Ofcourse your wedding isn’t about her, who even suggested that it was? This wedding is about you and your fiancé, but don’t make the mistake of uninviting your future mother inlaw as this will be looked upon as the cause of many issues for years to come.
Post # 16
I know this is a really awful situation, and (only going by the information in this post), I think you should try and get your fiance to sort this out with his mother. She is his mother, not yours, and if your parents had an issue with your fiance, I would hope you would be the one to deal with it. As many previous posters said, loads of MILs have issues with their sons getting married. My mum hated my SIL right up until about six months before the wedding, and since getting engaged, my Future Mother-In-Law (who I usually get on with really well) has been a little funny about how her son is “treated”.
You say that you Future Mother-In-Law won’t meet you and your fiance at your house and instead demands you meet at her hometown – why not aim for halfway? Sure, it sucks that you feel you and your fiance are the ones always going to her house, but I think here, you need to meet in neutral territory. Just Future Mother-In-Law and your fiance – while this may be about you, it’s something that your fiance should have sorted out with his mother as soon as it started.

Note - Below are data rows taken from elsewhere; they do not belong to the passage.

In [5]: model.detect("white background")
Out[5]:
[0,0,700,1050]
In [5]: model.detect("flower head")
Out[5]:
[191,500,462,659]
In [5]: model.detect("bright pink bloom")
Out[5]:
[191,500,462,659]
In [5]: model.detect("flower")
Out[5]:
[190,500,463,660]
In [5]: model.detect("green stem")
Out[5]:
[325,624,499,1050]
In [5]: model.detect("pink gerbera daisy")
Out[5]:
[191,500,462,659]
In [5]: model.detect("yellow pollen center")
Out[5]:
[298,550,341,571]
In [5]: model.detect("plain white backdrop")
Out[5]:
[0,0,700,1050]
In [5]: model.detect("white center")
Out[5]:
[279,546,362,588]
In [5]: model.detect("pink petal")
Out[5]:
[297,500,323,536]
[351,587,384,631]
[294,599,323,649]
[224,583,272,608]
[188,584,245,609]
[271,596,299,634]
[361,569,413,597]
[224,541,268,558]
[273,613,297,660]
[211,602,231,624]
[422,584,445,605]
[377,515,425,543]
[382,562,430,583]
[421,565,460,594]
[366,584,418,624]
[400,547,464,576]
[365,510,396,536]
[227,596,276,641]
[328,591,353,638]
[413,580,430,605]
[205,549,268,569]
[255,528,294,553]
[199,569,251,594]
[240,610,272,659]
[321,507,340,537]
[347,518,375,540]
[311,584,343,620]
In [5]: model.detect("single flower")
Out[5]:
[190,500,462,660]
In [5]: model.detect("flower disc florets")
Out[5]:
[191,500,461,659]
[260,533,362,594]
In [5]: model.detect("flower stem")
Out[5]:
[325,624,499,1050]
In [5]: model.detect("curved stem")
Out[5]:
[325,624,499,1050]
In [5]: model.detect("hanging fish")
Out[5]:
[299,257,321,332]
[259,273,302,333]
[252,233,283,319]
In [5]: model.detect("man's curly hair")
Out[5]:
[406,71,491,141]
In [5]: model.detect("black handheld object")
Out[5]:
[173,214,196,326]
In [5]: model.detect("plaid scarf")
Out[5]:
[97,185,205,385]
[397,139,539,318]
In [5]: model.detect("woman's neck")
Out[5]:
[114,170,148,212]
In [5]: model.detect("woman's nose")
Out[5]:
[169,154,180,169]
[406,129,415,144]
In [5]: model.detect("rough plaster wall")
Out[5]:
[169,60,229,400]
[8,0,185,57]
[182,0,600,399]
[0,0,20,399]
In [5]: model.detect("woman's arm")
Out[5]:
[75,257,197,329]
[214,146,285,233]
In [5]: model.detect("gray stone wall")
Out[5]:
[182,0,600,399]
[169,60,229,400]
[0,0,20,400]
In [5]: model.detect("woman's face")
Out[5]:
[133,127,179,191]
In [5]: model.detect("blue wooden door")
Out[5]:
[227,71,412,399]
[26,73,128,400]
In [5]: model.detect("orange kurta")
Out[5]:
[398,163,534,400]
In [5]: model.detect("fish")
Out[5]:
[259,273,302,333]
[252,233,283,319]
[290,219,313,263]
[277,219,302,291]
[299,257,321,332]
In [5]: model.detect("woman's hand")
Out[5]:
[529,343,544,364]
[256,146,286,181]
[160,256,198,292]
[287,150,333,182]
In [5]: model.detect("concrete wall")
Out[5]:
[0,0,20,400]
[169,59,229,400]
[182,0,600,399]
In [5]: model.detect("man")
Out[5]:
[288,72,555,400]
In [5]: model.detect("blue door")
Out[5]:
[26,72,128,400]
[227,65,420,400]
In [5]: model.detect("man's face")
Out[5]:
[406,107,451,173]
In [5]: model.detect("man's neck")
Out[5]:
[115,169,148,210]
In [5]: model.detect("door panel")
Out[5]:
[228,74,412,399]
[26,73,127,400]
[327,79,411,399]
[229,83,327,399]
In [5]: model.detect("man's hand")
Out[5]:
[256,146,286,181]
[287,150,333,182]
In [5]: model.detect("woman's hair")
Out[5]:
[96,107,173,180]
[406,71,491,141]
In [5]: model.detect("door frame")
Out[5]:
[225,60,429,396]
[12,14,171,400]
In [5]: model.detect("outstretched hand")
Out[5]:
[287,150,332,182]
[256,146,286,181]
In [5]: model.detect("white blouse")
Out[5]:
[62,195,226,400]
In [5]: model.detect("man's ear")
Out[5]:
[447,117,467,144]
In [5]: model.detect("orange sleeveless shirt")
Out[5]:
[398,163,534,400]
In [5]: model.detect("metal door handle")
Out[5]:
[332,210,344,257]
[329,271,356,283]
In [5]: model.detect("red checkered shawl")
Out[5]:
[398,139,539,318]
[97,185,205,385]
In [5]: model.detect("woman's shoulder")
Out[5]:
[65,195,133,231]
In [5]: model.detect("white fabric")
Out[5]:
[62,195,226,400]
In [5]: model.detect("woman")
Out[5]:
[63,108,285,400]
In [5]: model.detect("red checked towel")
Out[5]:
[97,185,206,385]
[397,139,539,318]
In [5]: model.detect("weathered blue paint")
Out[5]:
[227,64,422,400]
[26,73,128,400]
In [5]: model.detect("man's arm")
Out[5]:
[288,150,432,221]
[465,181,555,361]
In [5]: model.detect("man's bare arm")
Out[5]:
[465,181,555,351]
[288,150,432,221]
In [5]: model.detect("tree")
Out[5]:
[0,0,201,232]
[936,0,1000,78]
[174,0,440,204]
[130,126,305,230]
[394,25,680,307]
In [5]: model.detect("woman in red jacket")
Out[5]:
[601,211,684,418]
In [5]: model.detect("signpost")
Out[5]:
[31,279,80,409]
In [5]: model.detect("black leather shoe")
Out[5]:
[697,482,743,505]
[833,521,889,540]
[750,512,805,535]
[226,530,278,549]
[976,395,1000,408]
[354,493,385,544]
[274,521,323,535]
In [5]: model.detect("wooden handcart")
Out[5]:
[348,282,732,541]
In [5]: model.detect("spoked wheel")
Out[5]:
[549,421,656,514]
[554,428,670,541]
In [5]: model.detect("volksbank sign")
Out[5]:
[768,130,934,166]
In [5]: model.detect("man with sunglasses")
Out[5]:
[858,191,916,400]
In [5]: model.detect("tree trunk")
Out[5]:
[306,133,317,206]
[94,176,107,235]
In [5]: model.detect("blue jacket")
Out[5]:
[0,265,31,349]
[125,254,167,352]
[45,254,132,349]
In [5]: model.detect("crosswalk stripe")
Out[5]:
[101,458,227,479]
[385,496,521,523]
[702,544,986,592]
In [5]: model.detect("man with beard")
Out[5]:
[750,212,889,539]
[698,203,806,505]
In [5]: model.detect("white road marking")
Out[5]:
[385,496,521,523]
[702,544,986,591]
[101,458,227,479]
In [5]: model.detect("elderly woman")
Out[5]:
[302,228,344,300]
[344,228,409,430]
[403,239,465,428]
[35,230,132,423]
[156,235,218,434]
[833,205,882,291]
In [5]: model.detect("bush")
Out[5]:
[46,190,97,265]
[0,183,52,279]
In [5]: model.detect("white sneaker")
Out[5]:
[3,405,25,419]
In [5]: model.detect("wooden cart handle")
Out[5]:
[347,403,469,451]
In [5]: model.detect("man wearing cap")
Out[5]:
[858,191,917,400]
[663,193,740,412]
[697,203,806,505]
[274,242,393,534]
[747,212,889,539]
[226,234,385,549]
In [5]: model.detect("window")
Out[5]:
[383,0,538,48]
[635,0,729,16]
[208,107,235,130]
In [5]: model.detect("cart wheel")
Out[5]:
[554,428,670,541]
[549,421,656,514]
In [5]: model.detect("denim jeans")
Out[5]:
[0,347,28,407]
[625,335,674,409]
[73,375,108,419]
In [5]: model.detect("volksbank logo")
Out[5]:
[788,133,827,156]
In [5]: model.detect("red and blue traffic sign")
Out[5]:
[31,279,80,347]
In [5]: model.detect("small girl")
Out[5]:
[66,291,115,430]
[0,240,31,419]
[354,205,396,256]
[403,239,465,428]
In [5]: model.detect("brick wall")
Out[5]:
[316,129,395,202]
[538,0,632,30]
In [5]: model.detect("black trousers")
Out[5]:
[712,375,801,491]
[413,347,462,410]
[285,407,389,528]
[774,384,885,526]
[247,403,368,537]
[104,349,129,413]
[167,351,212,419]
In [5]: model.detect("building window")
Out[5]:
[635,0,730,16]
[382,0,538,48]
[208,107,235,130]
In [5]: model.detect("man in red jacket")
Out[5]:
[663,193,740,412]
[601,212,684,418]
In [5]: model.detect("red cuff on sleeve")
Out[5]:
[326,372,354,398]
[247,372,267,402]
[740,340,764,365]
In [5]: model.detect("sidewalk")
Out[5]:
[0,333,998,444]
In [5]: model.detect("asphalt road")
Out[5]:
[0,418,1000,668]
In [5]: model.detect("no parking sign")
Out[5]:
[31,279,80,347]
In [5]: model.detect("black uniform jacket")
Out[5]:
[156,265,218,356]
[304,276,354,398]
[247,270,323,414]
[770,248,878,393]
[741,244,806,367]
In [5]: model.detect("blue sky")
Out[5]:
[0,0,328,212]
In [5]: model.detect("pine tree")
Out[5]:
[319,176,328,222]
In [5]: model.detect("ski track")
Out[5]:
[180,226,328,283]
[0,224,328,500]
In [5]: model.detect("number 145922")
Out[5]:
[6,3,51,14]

Also, you mentioned that you are just “going through the motions” with the counselling. The counsellor told you that engaging in therapy is the most important thing – are you engaging to the best of your ability?? This is family! You can’t have a lifelong family feud, simply because you couldn’t be bothered to put in the effort with counselling (sure, Future Mother-In-Law may not be engaging as well as she could, but don’t ever let anyone say you didn’t do your best).
Ultimately, I don’t know the full story here, but whatever it is, is it really worth potentially cutting your fiance’s family out of your lives? If she really is such a matriarch then, not only could your fiance’s relationship with her be down the drain, but the relationship with his father, siblings, aunts, uncles, cousins…it has repercussions. Lots of them. Not to mention when you have children, they may never get the chance to know their grandparents or cousins. If that’s something you’re able to deal with, then by all means, disinvite your Future Mother-In-Law from the wedding.